Copa do Mundo: Brasil como potência mundial?

Aproxima-se a Copa do Mundo, onde o Brasil vai jogar tentando ser hexacampeão. O país vai parar e seus mais de 170 milhões de habitantes vão esquecer de tudo, até de comer, de beber e de amar, para ficar pendente diante de um televisor acompanhando o balé dos meninos em campo. Como dizia o saudoso Nelson Rodrigues, “É a pátria de chuteiras!”

Quem quiser trabalhar não vai conseguir, quem quiser silêncio para pensar, meditar ou simplesmente dormir também não vai. Seremos todos obrigados a compartilhar os gritos de ansiedade insuportável da torcida nervosa que rói as unhas e chora e se agita diante do jogo. Ou a ouvir os foguetes a cada gol realizado pela seleção verde-amarela. Ou a ser contagiados pelo desespero que toma conta do país inteiro a cada gol que o adversário consegue meter na rede.

As empresas e repartições públicas já se resignaram: meio expediente ou expediente nenhum quando houver jogo do Brasil. Não adianta, ninguém vai trabalhar mesmo. E quem estiver, não consegue render. E mesmo porque não haverá clientes. É o destino da pátria sendo decidido por 11 pares de pés que se movimentam em campo. E por duas mãos do goleiro que agarra as tentativas de gol do adversário.

Por sua perícia no esporte nacional, por sua quantidade de bons jogadores, é verdade que o Brasil tem se feito respeitar no mundo inteiro. E isso faz bem ao nosso ego em baixa, ao nosso complexo de cachorro vira-lata, como diria uma vez mais Nelson Rodrigues. Faz bem ser contado entre os melhores do mundo num momento em que vamos tão mal, com a esperança do povo fazendo água por todos os lados, com o desanimo e o desalento tomando o lugar da contagiante alegria, com a violência engolindo a tradicional cordialidade do brasileiro.

Por outro lado, a Copa do Mundo e uma eventual vitória do Brasil pode ser uma perigosa tentação de euforia falsa e efêmera, assim como de acomodação e um dormir sobre louros que na verdade não existem e já nasceram reduzidos a pó. Os da minha geração não se terão esquecido do engodo preparado pela ditadura militar no governo Médici, que fez com que a vitória do Brasil, conquistando o tri-campeonato em Guadalajara, México desviasse a atenção da opinião pública para as barbaridades que aconteciam nos porões dos cárceres do regime.

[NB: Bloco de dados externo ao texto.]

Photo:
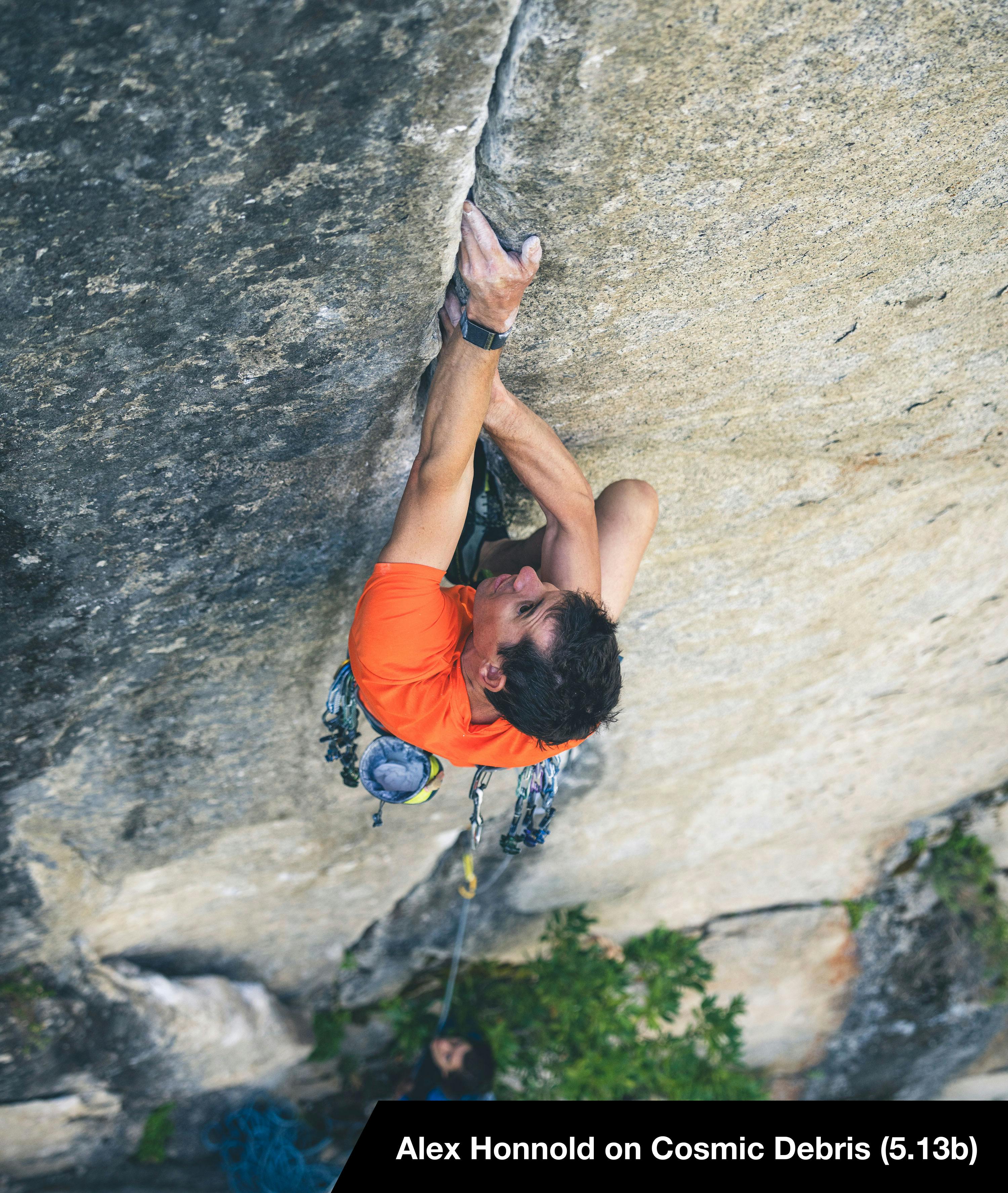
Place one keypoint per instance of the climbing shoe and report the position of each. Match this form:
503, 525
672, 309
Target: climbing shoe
484, 523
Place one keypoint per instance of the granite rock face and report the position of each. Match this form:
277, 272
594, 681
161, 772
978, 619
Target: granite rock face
227, 231
773, 286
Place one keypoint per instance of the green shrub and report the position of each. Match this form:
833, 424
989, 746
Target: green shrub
330, 1028
583, 1023
857, 911
19, 992
158, 1130
964, 875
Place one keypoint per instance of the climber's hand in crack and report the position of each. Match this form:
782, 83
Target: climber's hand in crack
432, 512
523, 642
497, 280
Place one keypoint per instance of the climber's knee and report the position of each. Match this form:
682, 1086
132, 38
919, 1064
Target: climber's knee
631, 498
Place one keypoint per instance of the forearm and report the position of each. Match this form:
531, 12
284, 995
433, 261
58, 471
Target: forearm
456, 410
570, 554
540, 460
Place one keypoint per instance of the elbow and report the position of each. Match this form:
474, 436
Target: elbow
433, 473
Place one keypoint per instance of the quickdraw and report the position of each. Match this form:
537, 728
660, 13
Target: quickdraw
537, 786
340, 719
476, 792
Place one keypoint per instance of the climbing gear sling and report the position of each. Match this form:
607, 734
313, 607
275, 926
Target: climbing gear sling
396, 772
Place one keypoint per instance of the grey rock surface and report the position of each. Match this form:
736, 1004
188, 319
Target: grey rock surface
774, 286
227, 233
921, 1007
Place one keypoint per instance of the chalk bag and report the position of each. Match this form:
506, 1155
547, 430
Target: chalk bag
399, 773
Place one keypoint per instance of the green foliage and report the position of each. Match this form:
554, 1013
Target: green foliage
857, 911
158, 1130
330, 1028
964, 875
584, 1023
18, 995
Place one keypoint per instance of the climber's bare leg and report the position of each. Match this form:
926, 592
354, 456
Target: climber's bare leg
626, 513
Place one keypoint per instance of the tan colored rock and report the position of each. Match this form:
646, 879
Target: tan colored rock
794, 969
52, 1134
773, 286
213, 1032
984, 1087
770, 287
992, 828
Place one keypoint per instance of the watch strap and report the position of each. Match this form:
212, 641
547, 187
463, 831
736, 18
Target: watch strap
482, 337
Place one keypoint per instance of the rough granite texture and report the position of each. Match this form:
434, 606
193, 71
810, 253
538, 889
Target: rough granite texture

Enquanto a população gritava “Gol” e dava vivas à Seleção Campeã, nas prisões brasileiras jovens de ambos os sexos e de curta idade eram torturados até à morte; mulheres grávidas perdiam os bebês devido ao sofrimento físico e moral por que passavam. Apenas a voz da Igreja, na pessoa de seus bispos se levantava para denunciar este estado de coisas e defender os direitos humanos. E enquanto isso os brasileiros gritavam “gol” e pediam “bis”.

Uma vez conquistado o título, foi a vez de a Economia montar e consolidar sua mentira. O famoso “milagre brasileiro” que fez a classe média acreditar que era rica esburacou para sempre as finanças do país e até hoje pagamos as amargas conseqüências e o preço alto daquele embuste. Ao “milagre” de curta duração, seguiu-se a inflação galopante e a pobreza crescente, sempre regado com discursos que diziam ser necessário que o bolo crescesse primeiro para depois reparti-lo.

Enquanto isso, a seleção voltava do México e era aclamada pelas ruas. E o fosso entre ricos e pobres aumentava . E toda uma geração era perseguida, torturada e morta nos porões do sistema. E o povo brasileiro se alegrava com seu aparente triunfo, com sua estrela brilhando, sem saber que era cadente.

É tempo de Copa do Mundo e é justo e necessário torcer e muito por nossa seleção, por nossos jogadores. Vale tudo: chamar o juiz de ladrão, roer as unhas, arrancar os cabelos, gritar de alegria pelo gol feito e de angústia e frustração pelo gol tomado.

No entanto, não esquecer é preciso que o país do futebol é também o país dos contrastes sociais, de problemas imensos que não serão resolvidos se a gloriosa seleção nos trouxer o hexa. Importa compartilhar a alegria do povo com essa festa democrática que é um campeonato mundial de futebol. Mas fazê-lo sem esquecer que o país do futebol tem grandes problemas que não serão resolvidos com a perícia dos chutes do Fenômeno ou com o gênio gaúcho do outro Ronaldinho. Apenas com muito trabalho, espírito comunitário e desejo de justiça.

 

* Maria Clara Lucchetti Bingemer, teóloga, professora e decana do Centro de Teologia e Ciências Humanas da PUC-Rio. É também autora de "A Argila e o espírito - ensaios sobre ética, mística e poética" (Ed. Garamond), entre outros livros.